The governor, a bunch of California CEOs and some lawmakers aligned themselves outside the Capitol this morning – squinting, sweating and soaking up cancerous sun rays – and showing how excited they are to fight for health care reform.
It’s Safeway CEO Steve Burd’s Jet-Setting CEO Show. Earlier this week, he was in Washington D.C. promoting the Coalition to Advance Healthcare Reform. (Here’s a San Diego Union-Tribune story about Burd and his coalition).
Joining him today was Del Monte Foods, BumbleBee Foods, Long’s Drug Stores and a smattering of other big businesses. Altogether, nearly 40 corporations – including a number of insurers (except Blue Cross) have signed on with Burd to campaign for health reform.
First thing’s first. We’re glad that after years and years of fighting and disagreeing with us, California’s deep-pocketed CEOs, agree that we need to fix health care and make sure people can lead healthier lives, and get the health care they need, when they need it.
We appreciate that one of the coalitions core tenets is “Financial Assistance for Low-Income Individuals” and encouraging healthier lifestyles. We’re all for that.

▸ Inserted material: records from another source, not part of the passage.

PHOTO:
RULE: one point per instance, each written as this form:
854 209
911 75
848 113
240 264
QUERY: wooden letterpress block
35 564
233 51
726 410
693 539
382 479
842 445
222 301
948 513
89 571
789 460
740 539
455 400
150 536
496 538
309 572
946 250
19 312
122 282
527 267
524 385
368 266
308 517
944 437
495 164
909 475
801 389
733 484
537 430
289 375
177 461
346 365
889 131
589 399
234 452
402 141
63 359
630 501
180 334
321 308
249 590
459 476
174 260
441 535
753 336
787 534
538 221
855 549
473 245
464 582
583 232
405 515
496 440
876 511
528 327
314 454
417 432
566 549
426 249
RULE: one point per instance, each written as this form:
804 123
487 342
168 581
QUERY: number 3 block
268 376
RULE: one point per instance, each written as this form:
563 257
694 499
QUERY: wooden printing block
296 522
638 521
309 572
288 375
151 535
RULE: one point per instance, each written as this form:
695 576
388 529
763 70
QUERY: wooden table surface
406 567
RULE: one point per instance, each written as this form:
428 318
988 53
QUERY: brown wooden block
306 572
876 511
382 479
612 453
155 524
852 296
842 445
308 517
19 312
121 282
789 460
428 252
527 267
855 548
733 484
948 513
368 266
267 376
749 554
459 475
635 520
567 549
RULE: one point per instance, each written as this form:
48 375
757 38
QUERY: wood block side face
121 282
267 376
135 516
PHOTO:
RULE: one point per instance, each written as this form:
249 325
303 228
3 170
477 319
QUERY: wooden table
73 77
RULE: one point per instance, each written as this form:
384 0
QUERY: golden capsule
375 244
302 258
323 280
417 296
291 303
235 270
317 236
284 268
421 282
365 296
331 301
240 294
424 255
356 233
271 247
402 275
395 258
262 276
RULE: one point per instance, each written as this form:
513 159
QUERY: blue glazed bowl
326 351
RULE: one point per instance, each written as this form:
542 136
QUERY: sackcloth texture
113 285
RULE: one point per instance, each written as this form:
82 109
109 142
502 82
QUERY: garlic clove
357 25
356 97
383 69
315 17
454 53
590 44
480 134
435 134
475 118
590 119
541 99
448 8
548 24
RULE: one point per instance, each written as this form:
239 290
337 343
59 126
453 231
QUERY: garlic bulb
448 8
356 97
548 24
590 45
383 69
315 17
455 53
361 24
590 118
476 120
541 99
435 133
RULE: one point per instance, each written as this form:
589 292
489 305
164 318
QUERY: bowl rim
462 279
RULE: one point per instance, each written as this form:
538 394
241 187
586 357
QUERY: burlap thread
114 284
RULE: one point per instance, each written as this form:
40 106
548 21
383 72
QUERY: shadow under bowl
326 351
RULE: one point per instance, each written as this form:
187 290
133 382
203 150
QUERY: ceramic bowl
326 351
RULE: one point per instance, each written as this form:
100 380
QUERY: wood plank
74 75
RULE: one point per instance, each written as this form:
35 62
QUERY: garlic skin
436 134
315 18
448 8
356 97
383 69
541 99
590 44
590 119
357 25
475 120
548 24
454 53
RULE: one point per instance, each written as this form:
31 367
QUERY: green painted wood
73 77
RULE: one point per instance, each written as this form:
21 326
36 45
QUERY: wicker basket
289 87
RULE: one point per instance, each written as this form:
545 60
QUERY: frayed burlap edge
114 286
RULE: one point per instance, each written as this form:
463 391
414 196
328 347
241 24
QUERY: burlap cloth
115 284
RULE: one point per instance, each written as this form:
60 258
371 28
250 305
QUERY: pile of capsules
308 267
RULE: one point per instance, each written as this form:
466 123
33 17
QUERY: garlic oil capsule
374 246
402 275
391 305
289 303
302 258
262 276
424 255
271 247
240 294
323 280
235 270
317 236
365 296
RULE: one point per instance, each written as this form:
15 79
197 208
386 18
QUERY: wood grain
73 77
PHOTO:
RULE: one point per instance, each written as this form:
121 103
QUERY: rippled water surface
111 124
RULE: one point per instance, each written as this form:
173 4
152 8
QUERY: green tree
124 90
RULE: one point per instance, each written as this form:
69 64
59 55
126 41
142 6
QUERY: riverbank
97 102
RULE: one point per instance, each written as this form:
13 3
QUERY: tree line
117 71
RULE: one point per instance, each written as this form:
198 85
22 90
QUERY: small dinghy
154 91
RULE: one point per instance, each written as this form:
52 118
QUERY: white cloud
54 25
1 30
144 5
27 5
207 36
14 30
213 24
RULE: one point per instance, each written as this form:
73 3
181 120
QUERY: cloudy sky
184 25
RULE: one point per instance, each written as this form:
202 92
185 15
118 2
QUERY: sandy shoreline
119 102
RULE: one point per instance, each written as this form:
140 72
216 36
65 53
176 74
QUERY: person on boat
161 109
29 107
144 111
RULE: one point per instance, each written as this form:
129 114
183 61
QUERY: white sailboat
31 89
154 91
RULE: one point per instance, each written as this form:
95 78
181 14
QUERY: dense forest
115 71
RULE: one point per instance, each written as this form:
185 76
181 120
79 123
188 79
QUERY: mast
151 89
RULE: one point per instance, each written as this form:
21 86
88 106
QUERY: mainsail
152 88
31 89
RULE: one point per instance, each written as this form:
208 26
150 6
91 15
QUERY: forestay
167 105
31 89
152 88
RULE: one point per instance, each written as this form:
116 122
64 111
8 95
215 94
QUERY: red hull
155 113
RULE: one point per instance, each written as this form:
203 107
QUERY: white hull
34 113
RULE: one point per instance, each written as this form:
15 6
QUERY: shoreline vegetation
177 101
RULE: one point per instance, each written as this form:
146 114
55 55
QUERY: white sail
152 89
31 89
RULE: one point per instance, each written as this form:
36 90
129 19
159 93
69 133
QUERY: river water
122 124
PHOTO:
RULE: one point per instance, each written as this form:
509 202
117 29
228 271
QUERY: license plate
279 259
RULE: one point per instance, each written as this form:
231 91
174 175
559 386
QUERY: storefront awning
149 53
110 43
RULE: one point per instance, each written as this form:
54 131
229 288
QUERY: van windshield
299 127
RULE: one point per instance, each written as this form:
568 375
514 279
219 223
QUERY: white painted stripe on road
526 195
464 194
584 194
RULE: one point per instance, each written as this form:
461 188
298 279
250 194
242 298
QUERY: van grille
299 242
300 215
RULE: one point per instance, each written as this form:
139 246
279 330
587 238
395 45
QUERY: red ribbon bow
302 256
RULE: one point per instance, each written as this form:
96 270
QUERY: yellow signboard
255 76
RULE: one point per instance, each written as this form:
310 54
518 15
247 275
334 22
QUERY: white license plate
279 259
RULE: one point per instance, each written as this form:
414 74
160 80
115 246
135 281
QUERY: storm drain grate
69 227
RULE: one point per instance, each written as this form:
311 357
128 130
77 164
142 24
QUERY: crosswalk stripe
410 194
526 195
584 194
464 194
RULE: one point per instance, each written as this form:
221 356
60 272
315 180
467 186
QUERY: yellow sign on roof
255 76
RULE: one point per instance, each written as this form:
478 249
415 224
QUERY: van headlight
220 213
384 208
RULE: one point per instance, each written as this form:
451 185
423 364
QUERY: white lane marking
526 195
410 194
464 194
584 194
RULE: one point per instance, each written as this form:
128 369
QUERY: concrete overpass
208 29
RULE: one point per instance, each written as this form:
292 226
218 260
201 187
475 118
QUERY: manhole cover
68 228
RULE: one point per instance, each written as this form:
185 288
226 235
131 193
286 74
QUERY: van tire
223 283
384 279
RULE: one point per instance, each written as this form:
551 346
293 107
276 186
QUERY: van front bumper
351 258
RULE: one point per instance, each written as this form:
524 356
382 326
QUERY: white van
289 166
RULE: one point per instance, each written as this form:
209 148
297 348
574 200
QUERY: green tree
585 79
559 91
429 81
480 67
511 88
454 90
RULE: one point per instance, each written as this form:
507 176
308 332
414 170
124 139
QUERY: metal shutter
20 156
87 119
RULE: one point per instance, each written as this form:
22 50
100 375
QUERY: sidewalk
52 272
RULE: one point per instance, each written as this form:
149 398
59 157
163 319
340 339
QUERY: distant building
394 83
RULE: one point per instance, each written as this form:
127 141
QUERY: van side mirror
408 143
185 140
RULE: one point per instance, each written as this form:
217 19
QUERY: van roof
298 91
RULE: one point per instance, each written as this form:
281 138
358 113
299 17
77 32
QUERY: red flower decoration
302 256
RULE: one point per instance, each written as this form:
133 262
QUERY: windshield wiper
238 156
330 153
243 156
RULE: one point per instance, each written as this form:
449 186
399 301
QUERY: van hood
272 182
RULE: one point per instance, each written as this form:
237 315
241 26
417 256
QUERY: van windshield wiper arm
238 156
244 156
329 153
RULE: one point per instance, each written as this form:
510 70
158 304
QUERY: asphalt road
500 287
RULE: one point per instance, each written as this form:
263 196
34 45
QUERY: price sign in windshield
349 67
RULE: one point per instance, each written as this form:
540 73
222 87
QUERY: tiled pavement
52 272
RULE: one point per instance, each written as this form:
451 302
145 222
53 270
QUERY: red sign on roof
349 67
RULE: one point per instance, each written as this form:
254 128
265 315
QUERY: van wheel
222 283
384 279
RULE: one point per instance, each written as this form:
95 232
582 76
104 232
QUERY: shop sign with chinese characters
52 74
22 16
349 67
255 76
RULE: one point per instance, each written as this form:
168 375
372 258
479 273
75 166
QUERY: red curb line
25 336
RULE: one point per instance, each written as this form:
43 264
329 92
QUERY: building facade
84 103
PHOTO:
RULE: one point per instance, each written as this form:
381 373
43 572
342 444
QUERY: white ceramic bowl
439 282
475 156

But (you knew there had to be a “but”) I want to quibble with a few of their assertions and kvetch a bit.
First, Burd said “25% of the uninsured have the financial wherewithal to pay for insurance.’’
I’m not sure where he gets his numbers.
Judging from the latest California Health Interview Survey, if everyone who is currently uninsured and made more than $50,000 a year purchased health care, we could cross off 18%. That’s significantly below the “quarter of the uninsured’’ that Burd talks about. And we can’t really assume that all 18% can afford coverage. A number of those are families who have children. A family, with an income of $50,000 in Oakland, is unlikely to be able to afford health coverage. Backing out the families with kids, we’re down to 14%.
Secondly, many of speakers referenced the role that individual responsibility plays in leading healthy lifestyles. In particular, the CEO of Del Monte Foods talked about nutritious eating to ensure that people live longer.
I think that’s a fabulous idea — but since when is canned fruit (steeped in sugar) a health food? Del Monte’s pear halves contain more than twice as many carbohydrates and nearly twice the calories as the same fresh piece of fruit (I’m an obsessive calorie counter). Of course – canned fruits are also less expensive – which will be part of my point.
Really, though, the point these CEOs are trying to make is that diabetes, heart disease, asthma and obesity (the biggest cost drivers in health care) are easily preventable if people take responsibility and take care of themselves. That means exercising, taking your meds, seeing the doctor when you’re supposed to, etc.
First off, a lot of what determines whether or not you get one of these chronic diseases is genetics. So, if I could have chosen a father who doesn’t have heart disease and diabetes (my father is 130 pounds, a tennis player and hiker, NOT overweight), that would have been the best way for me to exercise prevention.
But many people are able to manage their diseases with healthier living…
….That assumes, though, that struggling families, who are considered middle-income, have time after working two jobs to exercise.
…That assumes that you can afford to buy or rent a house far from the carbon-spewing industrial areas, further from the freeway, away from fields where they are spraying pesticides (or even away from Fresno, where Bay Area smog rolls in)
…That assumes that you can afford fresh fruits and vegetables, not ones preserved in cans.
…That assumes that your neighborhood is safe enough for your children to actively play in the streets, and walk to school.
…That assumes that you can afford the regimen of drugs, inhalers and follow up visits that are required to manage your disease.
(** Note: while plans say they cover 100% of “preventive” care,
they don’t mean managing chronic diseases, although covering chronic disease is a new “phenomenon” that is written about in this WSJ article that I blogged about yesterday)
If CEOs are going to insist on individual responsibility, the other pieces (government and employer and corporate responsibility) need to be a piece of the solution too.
I was disappointed that Burd didn’t come out and definitively say — as he has in the past — that an employer mandate is necessary and 4% contribution from employers is too low. This is an important point because without being in an employer-pool, workers making $15 an hour ($30,000 a year) would have to go out and buy insurance on their own at exhorbitant rates.
Again, I do appreciate that big business is pushing health reform and annoying some of their smaller compatriots.
But loosely saying that “the market” should be allowed to work, when it hasn’t been controlled thus far, is no longer enough. Emergency rooms are packed to the gills and sick people are dying because they can’t get in.
We’ve been talking about health reform for decades, it’s time to get specific and move forward.